可是今日不同以往,她先被王栋误认慧娘的尴尬在前,又听到赵栋后悔娶了自己的失落在后。

如今看落云毫不遮掩,坦然承认。那种说不出的不甘钝痛袭来,让骄傲的公主气得手直发抖。

连这个当初的瞎子都能猜到要投驸马所好,就要走亡夫人的路数,可怜她居然还以为自己这么多年的付出,足以在他心里占一席之地?

“好啊你,亏我一直如此善待着你,你却这般折辱我!”说到这,公主再忍不住,抬头便给苏落云一个不轻不重的耳光。

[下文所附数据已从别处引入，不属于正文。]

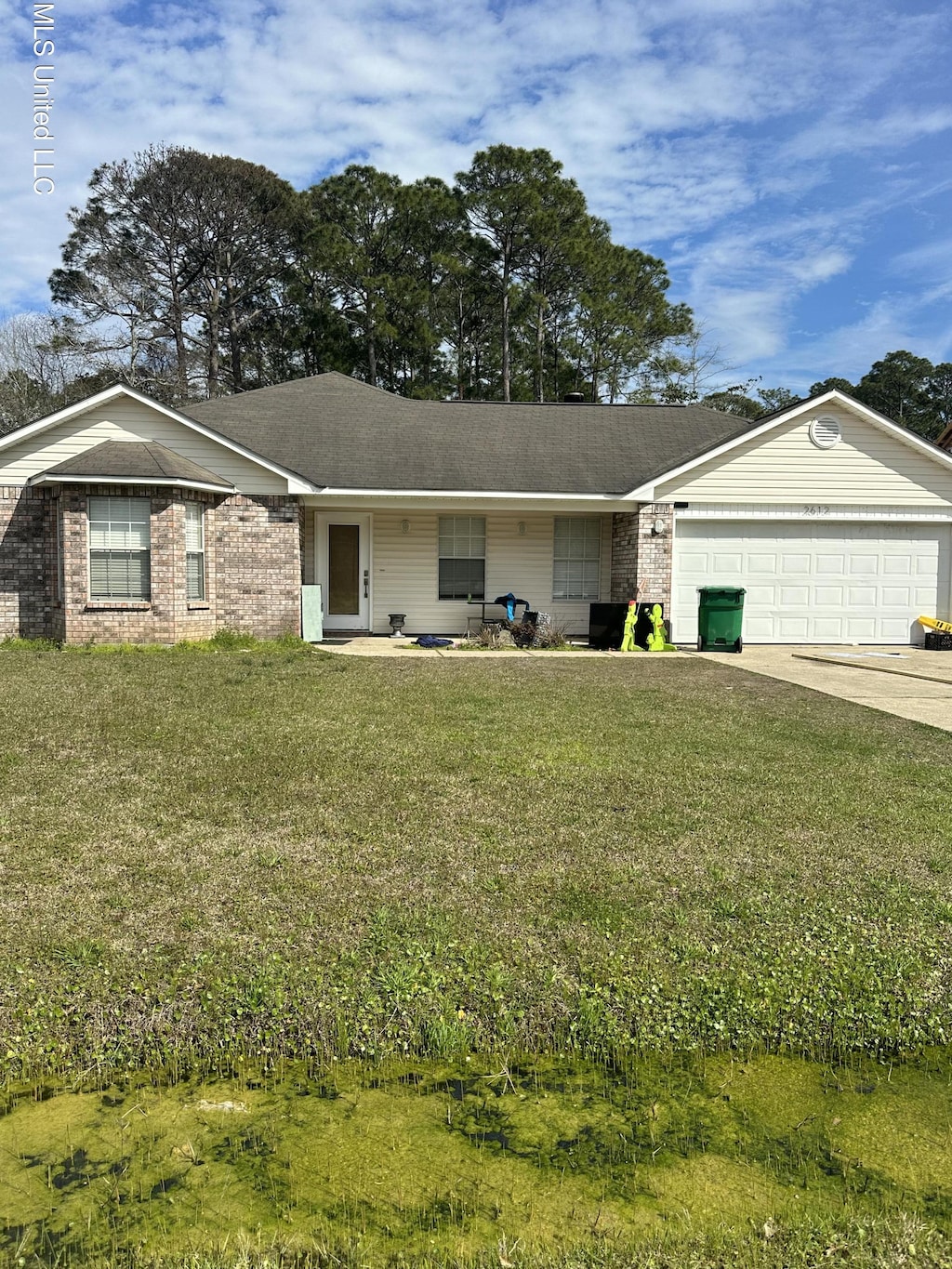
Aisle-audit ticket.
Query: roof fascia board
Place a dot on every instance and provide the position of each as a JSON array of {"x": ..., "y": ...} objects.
[
  {"x": 296, "y": 482},
  {"x": 167, "y": 482},
  {"x": 332, "y": 491},
  {"x": 646, "y": 493}
]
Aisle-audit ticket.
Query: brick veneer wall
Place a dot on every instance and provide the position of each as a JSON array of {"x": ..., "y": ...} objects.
[
  {"x": 27, "y": 562},
  {"x": 258, "y": 563},
  {"x": 253, "y": 567},
  {"x": 641, "y": 560},
  {"x": 625, "y": 556}
]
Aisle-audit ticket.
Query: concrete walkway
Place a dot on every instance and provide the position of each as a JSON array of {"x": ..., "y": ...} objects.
[{"x": 910, "y": 681}]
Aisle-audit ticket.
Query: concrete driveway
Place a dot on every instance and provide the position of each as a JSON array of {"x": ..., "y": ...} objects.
[
  {"x": 903, "y": 681},
  {"x": 907, "y": 681}
]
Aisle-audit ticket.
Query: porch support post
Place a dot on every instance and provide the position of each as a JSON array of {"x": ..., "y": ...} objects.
[{"x": 641, "y": 559}]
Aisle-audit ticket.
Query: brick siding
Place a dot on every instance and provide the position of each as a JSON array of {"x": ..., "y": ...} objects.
[
  {"x": 253, "y": 567},
  {"x": 641, "y": 560}
]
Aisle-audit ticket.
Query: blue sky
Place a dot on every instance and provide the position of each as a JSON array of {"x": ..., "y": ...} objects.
[{"x": 791, "y": 160}]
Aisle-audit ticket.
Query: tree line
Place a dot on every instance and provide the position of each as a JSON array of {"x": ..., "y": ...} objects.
[
  {"x": 906, "y": 388},
  {"x": 201, "y": 274},
  {"x": 193, "y": 275}
]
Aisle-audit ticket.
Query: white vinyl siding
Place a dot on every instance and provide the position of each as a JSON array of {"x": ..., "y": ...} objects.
[
  {"x": 194, "y": 551},
  {"x": 405, "y": 573},
  {"x": 462, "y": 556},
  {"x": 131, "y": 420},
  {"x": 867, "y": 466},
  {"x": 118, "y": 549},
  {"x": 576, "y": 557}
]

落云没有躲,生生挨了这一巴掌,甚至还摆正了脸,似乎在等公主再打。

公主看着落云白嫩的脸上起了红印子,不知怎么的,心里很不舒服。

她方才手挨上落云的脸时,其实已经后悔,卸了些气力,怎么这妮子脸上的红印子还这么重?

看到这,公主气愤道:“你为何不躲?”

她太清楚这妮子,鬼心眼多着呢!才不会因为畏惧她是公主而白白等着挨打。

落云老老实实说:“与公主相识之初,奉行的是奸商之道,一心只想着如何逢迎贵人,赚取钱银。可如今,公主待我真诚如友,我自是反思。这一巴掌,我该挨,何必去躲……”

渔阳公主若不是太生气,简直都要被落云的坦荡的“奸商之道”给气乐了:“你说说看,奸商之道该如何走?”

落云继续老实道:“多赚快钱,尽量满足君之所需。公主当初说驸马讨厌俗香,驸马也的确从不用香。我只能另辟蹊径,找寻将军熟悉的味道。公主托我调香的初衷,就是为了让驸马肯用。我做到了,承下了公主的单子,便是奸商之道。”

渔阳公主冷笑:“可是你后来不给我配那香了,难道是不屑赚我的银子了?”

落云轻声道:“公主与将军夫妻伉俪,公主能随将军来到北地前营,生死相随,处处细心照抚,我自看在眼里。有公主这样的贤妻,那香显然多余了。”

听她这么说,渔阳公主却颓然坐下,低声道:“你错了,我如何能跟他的亡夫人比?先夫人慧娘温柔贤惠,却柔中带刚,见过她的,都会不由自主地喜欢她,连我也对她心生敬佩……”

说到这,渔阳公主看向了落云,幽幽一笑:“我说我怎么这么喜欢你,其实你在为人处事上,倒是跟她蛮像的,难道你们都是平民出身,所以自带着亲和力?”

苏落云低声问:“敢问公主,您若这么敬佩亡夫人,为何当初宁可终身不嫁,也非要等已经娶妻生子的上将军?”

渔阳公主一愣,因为以前从来没人敢当面问她这种问题。